Europe’s regional Stoxx 600 index slightly extended gains after Trump’s comments on Tuesday, last trading up 0.55% on the previous session, while U.S. markets opened broadly higher.

The 27-member alliance was hit with a 20% tariff on the EU on April 2 as part of Trump’s “reciprocal” tariff strategy, which was then cut for almost all trading partners to 10% for 90 days. Concurrent U.S. duties on autos, steel and aluminum are also hitting the bloc’s exporters.

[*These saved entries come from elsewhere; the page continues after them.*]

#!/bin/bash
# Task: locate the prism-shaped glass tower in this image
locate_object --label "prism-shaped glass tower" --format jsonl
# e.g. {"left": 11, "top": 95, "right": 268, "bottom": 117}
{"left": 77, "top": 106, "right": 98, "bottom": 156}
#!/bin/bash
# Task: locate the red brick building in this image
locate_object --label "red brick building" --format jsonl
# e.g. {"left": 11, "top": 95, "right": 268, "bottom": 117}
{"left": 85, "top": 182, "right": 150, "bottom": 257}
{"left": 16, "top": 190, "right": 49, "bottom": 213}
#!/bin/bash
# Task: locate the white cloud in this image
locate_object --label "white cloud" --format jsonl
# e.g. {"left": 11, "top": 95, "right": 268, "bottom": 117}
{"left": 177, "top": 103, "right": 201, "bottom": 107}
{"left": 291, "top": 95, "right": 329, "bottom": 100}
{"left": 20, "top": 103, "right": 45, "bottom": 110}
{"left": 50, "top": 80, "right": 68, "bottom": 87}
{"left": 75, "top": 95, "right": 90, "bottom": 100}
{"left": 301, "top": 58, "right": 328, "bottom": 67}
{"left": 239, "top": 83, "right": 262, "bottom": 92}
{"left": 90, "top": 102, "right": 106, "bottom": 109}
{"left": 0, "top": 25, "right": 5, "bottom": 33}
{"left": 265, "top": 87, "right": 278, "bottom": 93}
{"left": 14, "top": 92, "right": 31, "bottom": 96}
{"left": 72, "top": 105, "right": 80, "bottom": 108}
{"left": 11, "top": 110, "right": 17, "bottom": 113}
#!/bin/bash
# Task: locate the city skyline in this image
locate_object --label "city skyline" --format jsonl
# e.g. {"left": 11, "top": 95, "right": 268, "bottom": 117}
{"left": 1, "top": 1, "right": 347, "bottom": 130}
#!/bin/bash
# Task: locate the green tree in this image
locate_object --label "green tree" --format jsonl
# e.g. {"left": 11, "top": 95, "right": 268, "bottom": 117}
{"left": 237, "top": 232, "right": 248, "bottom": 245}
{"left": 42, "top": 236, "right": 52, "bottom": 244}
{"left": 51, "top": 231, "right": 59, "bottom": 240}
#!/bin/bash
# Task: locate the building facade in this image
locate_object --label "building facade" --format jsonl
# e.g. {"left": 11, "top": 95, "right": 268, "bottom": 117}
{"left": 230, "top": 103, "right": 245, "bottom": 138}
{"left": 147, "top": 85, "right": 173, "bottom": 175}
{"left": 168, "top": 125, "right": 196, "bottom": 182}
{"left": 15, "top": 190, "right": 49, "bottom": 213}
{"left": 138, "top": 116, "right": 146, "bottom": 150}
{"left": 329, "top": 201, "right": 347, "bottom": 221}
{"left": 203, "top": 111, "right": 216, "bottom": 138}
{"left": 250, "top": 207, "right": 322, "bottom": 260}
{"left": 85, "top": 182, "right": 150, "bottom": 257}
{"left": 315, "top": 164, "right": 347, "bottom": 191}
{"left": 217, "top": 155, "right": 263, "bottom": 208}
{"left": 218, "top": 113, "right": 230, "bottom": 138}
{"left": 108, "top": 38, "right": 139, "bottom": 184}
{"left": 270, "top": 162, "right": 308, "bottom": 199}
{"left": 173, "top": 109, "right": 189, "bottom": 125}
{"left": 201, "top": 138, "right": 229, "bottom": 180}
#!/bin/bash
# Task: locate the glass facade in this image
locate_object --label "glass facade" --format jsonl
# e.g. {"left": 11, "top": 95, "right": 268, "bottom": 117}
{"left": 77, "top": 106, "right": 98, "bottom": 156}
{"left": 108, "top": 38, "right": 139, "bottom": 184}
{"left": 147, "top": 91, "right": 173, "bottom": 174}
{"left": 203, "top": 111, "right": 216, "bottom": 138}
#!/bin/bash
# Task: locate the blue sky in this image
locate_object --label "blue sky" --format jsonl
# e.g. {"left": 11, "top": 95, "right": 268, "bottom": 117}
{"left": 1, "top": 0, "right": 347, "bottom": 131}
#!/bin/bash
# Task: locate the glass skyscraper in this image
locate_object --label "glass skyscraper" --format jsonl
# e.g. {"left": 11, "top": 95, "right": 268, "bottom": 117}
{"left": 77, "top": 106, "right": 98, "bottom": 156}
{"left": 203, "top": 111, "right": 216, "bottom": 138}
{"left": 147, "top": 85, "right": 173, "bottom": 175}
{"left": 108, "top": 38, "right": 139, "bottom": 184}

EU officials have repeatedly stressed that they want to reach a deal with the White House, but that this will not come at any cost. The European Commission, the EU’s executive arm, earlier this month launched a consultation on tariff countermeasures targeting U.S. imports worth 95 billion euros ($107.4 billion) if a deal is not reached.

CNBC has contacted the European Commission for comment.

On May 8, the U.S. unveiled the outline of a trade deal with the U.K., the first such agreement under the latest Trump administration, although businesses say they are awaiting further details. The deal maintains a 10% baseline tariff on U.K. imports to the U.S., suggesting other countries will face a similar rate at a minimum.

Trump has generally struck a favorable tone toward the U.K. due to its more balanced trade relationship in goods with the U.S. He has accused the EU, however — with which it has a deficit in goods — of treating the U.S. unfairly. EU-U.S. trade is roughly balanced when accounting for both goods and services, according to EU figures.